Anche nel corso del Novecento non sono mancate le violenze. Nel 1930 migliaia di bianchi terrorizzarono gli agricoltori filippini di Watsonville, California, mentre in seguito all’attacco giapponese a Pearl Harbor (7 dicembre 1941) centinaia di migliaia di giapponesi americani di prima e seconda generazione furono internati in massa con l’accusa di essere quinte colonne dell’Impero nipponico. Del resto, durante il conflitto proprio il pregiudizio razziale giocò un ruolo fondamentale nella decisione di sperimentare la bomba atomica su Hiroshima e Nagasaki. Neppure i rifugiati vietnamiti della guerra in Indocina furono esentati negli anni Settanta dalle violenze di un rinato Ku Klux Klan che, dopo il ritiro delle truppe statunitensi da Saigon, sembrò quasi voler continuare in patria la lotta contro i vietcong comunisti. Il suprematismo bianco ha mietuto vittime anche nel 2012, quando alcuni frequentatori del tempio Sikh di Oak Creek (in Wisconsin) furono freddati da un terrorista di destra.
La violenza è stata quindi corollario a un sentimento anti-asiatico un po’ su tutto il territorio nazionale che si è manifestato nel tempo in modalità diverse. Approvato nel 1882 il Chinese Exclusion Act venne reiterato fino al 1943 e bloccò l’ingresso nel Paese agli immigrati provenienti dalla Cina (a cui si aggiunsero poi gli altri popoli asiatici), mentre la legge di naturalizzazione del 1870 impedì agli asiatici l’acquisizione della cittadinanza americana fino al 1952. Ciò che avviene oggi è quindi il riflesso di una storia di lungo corso, sebbene dagli anni Ottanta del Novecento gli asiatici siano stati spesso indicati come una sorta di comunità «modello» per gli alti livelli di scolarizzazione e di reddito e per i bassi tassi di criminalità. Si tratta di un’etichetta che non è particolarmente amata dagli asiatici americani, 4 su 10 dei quali – secondo un sondaggio del Pew Research Center – dall’inizio della pandemia starebbero vivendo una fase di forte disagio, al punto che il 31% ha dichiarato di essere stato fatto oggetto di insulti razzisti.
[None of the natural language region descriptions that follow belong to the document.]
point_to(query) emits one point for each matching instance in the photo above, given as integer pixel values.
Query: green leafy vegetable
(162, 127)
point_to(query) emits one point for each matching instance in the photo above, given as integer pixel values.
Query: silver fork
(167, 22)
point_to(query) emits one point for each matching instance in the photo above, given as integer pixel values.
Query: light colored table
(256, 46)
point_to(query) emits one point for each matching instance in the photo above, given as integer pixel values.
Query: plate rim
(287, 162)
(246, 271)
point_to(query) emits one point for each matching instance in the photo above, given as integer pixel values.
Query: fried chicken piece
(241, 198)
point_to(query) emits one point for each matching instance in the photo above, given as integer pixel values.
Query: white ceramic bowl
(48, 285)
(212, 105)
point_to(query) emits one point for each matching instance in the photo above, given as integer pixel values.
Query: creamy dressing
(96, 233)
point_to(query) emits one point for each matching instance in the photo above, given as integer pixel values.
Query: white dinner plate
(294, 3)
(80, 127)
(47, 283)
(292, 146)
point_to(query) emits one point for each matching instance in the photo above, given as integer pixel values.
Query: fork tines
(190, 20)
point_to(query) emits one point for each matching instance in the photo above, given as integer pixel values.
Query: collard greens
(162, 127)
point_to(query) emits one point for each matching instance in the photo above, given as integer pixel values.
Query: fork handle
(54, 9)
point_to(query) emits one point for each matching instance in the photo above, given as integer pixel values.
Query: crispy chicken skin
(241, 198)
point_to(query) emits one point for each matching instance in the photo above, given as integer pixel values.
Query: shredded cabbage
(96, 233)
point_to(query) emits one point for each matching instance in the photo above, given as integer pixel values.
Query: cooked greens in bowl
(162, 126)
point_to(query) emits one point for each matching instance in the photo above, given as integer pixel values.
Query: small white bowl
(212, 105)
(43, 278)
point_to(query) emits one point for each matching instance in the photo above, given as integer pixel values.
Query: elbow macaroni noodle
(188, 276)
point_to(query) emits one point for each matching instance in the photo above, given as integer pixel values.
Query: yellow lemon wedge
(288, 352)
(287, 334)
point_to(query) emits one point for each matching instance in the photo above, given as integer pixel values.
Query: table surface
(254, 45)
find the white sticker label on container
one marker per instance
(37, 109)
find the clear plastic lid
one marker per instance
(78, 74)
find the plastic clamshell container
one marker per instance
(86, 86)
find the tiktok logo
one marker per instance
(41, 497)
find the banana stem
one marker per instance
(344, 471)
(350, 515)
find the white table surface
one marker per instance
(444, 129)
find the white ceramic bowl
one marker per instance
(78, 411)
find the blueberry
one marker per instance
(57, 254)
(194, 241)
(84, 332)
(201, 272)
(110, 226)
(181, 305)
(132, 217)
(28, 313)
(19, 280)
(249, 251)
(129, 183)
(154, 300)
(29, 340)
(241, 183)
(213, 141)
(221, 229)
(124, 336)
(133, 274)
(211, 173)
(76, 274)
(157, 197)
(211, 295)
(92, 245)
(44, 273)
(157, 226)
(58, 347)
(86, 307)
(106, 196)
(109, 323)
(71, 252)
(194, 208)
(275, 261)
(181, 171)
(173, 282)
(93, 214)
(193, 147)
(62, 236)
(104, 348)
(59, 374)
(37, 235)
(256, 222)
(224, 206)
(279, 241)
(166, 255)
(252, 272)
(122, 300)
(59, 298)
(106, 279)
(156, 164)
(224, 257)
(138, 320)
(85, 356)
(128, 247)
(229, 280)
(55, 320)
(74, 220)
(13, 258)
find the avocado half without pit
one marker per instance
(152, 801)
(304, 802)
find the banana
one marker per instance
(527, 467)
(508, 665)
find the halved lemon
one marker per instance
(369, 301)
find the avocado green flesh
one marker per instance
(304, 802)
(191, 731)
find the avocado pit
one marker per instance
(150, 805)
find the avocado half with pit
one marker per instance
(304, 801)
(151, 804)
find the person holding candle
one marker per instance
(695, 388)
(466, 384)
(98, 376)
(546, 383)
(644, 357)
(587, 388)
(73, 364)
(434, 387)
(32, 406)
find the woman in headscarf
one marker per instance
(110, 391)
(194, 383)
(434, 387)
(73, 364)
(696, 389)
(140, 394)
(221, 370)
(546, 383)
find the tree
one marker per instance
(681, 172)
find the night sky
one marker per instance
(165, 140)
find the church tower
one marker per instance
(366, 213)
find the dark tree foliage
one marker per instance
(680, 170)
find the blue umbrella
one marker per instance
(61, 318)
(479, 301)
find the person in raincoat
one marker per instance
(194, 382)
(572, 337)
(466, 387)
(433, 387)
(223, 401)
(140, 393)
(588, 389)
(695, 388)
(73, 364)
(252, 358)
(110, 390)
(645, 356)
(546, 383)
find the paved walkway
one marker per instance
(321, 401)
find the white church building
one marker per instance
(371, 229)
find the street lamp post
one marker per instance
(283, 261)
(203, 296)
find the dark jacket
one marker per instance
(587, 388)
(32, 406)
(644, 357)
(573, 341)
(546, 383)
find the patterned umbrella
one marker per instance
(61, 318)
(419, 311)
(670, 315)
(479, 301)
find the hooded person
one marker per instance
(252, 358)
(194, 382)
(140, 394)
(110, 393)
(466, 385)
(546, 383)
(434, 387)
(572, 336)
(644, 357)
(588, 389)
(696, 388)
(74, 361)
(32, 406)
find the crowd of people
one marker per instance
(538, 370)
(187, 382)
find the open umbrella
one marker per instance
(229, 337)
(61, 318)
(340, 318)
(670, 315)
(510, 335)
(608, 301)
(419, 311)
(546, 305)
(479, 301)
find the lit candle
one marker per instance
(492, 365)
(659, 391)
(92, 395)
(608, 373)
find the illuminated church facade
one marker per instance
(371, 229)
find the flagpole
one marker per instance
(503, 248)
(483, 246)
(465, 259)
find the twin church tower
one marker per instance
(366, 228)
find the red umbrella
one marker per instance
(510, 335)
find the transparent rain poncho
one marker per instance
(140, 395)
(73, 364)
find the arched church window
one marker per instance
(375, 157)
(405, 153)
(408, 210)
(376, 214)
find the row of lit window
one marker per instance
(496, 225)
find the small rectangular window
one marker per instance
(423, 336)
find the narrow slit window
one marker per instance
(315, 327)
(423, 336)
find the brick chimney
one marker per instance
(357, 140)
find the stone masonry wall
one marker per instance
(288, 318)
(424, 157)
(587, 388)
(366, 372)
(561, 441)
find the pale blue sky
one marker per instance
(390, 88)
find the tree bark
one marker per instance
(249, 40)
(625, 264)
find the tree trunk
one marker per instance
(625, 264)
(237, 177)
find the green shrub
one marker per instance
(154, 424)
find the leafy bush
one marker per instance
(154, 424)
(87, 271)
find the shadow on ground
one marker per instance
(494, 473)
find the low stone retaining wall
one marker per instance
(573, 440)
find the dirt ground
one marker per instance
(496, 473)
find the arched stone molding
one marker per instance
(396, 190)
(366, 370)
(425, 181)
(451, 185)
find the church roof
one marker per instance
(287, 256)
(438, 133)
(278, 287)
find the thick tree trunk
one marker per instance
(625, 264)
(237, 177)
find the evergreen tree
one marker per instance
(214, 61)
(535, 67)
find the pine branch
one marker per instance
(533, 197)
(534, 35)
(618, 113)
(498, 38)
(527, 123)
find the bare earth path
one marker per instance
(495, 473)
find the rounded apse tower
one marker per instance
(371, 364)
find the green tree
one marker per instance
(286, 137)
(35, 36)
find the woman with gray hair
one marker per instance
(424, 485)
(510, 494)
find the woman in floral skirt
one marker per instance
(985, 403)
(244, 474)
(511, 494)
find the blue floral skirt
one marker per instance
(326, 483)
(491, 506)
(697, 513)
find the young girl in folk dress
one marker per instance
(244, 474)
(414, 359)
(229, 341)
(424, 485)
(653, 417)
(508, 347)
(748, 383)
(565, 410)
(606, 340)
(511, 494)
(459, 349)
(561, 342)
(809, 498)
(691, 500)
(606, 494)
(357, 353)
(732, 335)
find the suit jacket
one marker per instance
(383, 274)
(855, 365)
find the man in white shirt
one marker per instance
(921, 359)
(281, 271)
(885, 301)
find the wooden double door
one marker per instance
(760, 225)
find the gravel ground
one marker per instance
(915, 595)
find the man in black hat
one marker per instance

Nel suo programma elettorale, il presidente Joe Biden ha parlato dell’importanza di combattere gli hate crimes a cui sono spesso sottoposti gli americani di origine asiatica. Dopo il suo insediamento alla Casa Bianca per dare concretezza alle promesse fatte il neo presidente ha firmato un memorandum con l’obiettivo di dare delle direttive al Dipartimento di giustizia per affrontare adeguatamente gli incidenti che riguardino persone di origine asiatica. Inoltre, dopo i fatti di Atlanta, Biden ha duramente criticato la xenofobia anti-asiatica, dichiarando che questa «it is wrong, it is un-American and it must stop». La sua vicepresidente Kamala Harris (figlia di una donna indiana) ha aggiunto che tale discriminazione è particolarmente perniciosa perché al pregiudizio razziale si associa spesso quello di genere.